Ratsch und schnapp.... immer wieder muss der Gärtner im Wörlitzer Park mit seiner großen Heckenschere die Sträucher und Bäume beschneiden. Sonst wachsen die Sichtachsen zu, die schönen Blicke zu den Gebäuden und Parkanlagen würden rasch verschwinden. Und mit ihnen der Blick hinüber auf das Luisium oder zum Venustempel.
Vor etwa 250 Jahren wurde hier auch der Toleranzblick angelegt. Von der goldenen Urne auf einem Wiesenhügel aus schweift der Blick in die Landschaft. In der Ferne erblickt man durch eine gestutzte Schneise hindurch die jüdische Synagoge.
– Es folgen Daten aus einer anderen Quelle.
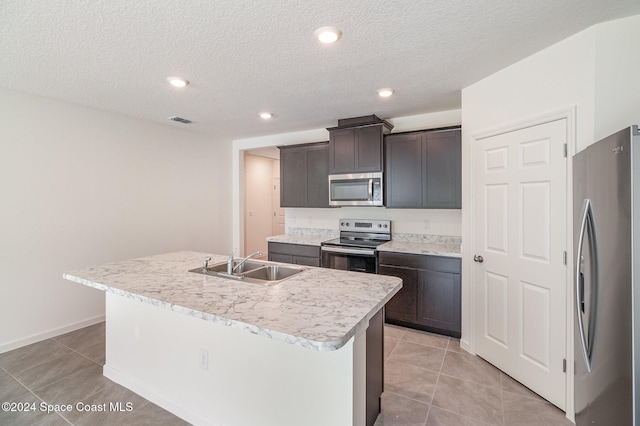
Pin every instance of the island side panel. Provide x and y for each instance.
(249, 379)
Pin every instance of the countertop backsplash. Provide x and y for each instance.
(426, 238)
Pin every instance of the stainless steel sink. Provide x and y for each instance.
(272, 273)
(266, 273)
(245, 267)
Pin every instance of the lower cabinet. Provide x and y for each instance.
(430, 295)
(298, 254)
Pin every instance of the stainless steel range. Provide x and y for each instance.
(355, 250)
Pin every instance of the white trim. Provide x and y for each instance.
(554, 115)
(50, 333)
(569, 114)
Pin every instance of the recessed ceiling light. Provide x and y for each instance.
(328, 34)
(177, 81)
(385, 93)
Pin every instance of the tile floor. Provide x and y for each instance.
(429, 380)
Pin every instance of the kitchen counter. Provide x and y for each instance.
(213, 351)
(309, 240)
(401, 243)
(319, 308)
(432, 249)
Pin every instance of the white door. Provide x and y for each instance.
(520, 243)
(277, 225)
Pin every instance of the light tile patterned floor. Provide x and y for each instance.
(429, 380)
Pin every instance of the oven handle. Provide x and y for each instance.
(348, 251)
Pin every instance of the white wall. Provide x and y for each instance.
(81, 187)
(441, 222)
(594, 71)
(617, 97)
(594, 74)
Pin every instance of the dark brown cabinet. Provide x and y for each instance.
(356, 145)
(430, 295)
(298, 254)
(424, 169)
(304, 171)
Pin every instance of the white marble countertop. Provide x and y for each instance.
(442, 246)
(432, 249)
(319, 308)
(309, 240)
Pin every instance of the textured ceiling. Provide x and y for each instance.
(243, 57)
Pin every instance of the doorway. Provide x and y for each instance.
(263, 216)
(520, 249)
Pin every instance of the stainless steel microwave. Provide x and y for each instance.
(356, 189)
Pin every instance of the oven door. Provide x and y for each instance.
(349, 259)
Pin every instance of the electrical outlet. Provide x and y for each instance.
(203, 359)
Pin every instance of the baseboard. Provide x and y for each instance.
(173, 407)
(6, 347)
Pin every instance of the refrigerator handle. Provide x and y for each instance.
(586, 230)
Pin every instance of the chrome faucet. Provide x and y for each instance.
(231, 269)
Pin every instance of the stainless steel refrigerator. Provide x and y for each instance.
(606, 184)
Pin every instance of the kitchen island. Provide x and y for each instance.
(226, 352)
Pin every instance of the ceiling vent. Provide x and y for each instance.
(180, 119)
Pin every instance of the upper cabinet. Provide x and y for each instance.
(356, 145)
(304, 171)
(423, 169)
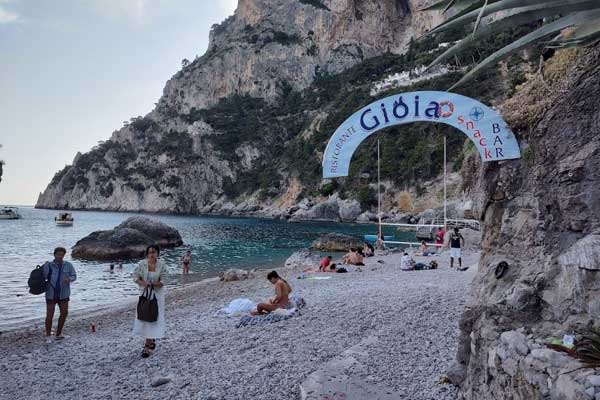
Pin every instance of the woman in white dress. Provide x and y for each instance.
(151, 272)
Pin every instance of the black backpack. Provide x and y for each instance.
(37, 282)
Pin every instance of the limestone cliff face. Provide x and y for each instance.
(542, 216)
(165, 162)
(271, 42)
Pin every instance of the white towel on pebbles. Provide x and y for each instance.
(238, 307)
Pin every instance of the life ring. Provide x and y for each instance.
(450, 107)
(501, 269)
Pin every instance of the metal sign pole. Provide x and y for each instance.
(445, 193)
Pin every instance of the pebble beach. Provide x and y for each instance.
(404, 326)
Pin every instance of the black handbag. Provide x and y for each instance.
(147, 310)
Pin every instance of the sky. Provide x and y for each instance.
(71, 71)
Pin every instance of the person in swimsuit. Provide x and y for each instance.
(187, 260)
(325, 261)
(281, 298)
(456, 242)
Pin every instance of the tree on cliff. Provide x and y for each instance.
(573, 23)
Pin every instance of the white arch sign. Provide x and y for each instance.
(485, 127)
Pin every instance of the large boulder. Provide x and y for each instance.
(335, 242)
(349, 210)
(303, 259)
(126, 241)
(332, 209)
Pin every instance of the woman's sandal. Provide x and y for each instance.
(146, 351)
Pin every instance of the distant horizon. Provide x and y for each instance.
(74, 72)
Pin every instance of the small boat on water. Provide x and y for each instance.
(373, 238)
(64, 219)
(9, 213)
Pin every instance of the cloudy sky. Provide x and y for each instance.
(71, 71)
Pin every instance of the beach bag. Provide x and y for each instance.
(147, 309)
(419, 266)
(37, 281)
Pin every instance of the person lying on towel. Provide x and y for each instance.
(281, 298)
(329, 268)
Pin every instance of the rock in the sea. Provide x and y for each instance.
(349, 210)
(367, 216)
(303, 259)
(332, 209)
(126, 241)
(235, 275)
(335, 242)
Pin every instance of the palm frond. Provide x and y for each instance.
(572, 22)
(525, 41)
(513, 18)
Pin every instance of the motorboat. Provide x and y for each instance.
(9, 213)
(64, 219)
(373, 238)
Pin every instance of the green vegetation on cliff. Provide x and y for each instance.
(291, 134)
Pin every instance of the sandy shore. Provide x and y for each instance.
(411, 316)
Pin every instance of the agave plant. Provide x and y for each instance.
(566, 23)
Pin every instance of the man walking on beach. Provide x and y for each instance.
(456, 241)
(59, 274)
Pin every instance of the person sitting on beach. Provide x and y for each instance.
(330, 268)
(325, 261)
(368, 250)
(281, 298)
(59, 274)
(354, 257)
(187, 260)
(406, 262)
(349, 256)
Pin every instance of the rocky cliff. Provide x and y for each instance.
(541, 216)
(241, 128)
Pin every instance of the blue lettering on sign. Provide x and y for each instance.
(397, 104)
(433, 111)
(364, 125)
(477, 113)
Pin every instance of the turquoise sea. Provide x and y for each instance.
(216, 244)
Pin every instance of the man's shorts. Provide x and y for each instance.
(454, 252)
(61, 301)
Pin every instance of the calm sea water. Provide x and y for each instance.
(216, 244)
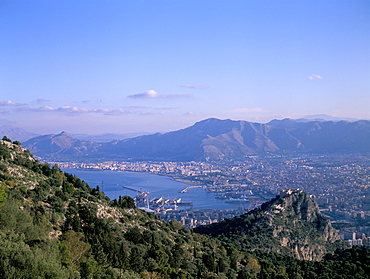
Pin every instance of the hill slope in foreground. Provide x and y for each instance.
(53, 225)
(215, 139)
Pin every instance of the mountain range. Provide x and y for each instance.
(215, 139)
(53, 225)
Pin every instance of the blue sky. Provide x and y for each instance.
(148, 66)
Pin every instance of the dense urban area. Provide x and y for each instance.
(338, 183)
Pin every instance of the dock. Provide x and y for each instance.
(190, 187)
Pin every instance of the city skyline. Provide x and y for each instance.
(150, 66)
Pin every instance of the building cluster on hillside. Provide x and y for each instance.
(339, 183)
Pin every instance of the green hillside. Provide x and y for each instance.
(53, 225)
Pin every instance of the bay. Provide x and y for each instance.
(111, 182)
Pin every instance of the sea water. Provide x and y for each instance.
(111, 182)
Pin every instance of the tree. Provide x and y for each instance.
(5, 138)
(3, 194)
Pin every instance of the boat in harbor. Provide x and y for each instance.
(237, 200)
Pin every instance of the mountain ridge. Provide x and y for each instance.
(215, 139)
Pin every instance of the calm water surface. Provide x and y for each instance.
(156, 185)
Wenn die Augen weiterwandern, öffnet sich rechts der Blick auf die christliche Sankt Petri-Kirche. Fürst Franz ließ diesen Fächerblick ganz bewusst anlegen. Nicht nur als nette Aussicht auf zwei Gotteshäuser. Das wäre ihm zu wenig gewesen. Er hatte seine Mitmenschen dabei sehr genau im Blick. In einem zeitgenössischen Büchlein kann man lesen:
„Die Toleranz ist hier ganz zu Hause. Und daher kommt es, dass Protestanten, Katholiken und Juden untermischt in Ruhe und Eintracht nebeneinander wohnen, ihre Geschäfte treiben, und keiner den anderen stört.“
Fürst Franz wusste: Ja, jeder hat seinen eigenen Standpunkt. Und das gilt nicht nur für den Glauben sondern für unsere Sicht auf die Politik, die Heimat und die Zukunft. All zu oft schauen wir mit Scheuklappen in die Welt. Der Toleranzblick aber weitet unseren engen Horizont: Schaut, was andere glauben! Seht, was sie denken und fühlen, wie sie leben.
Nicht nur der Toleranzblick im Park, auch unsere eigene Sicht wuchert rasch wieder zu. Toleranz muss gepflegt werden. Damit unsere Sicht weit bleibt für die wunderbare Vielfalt.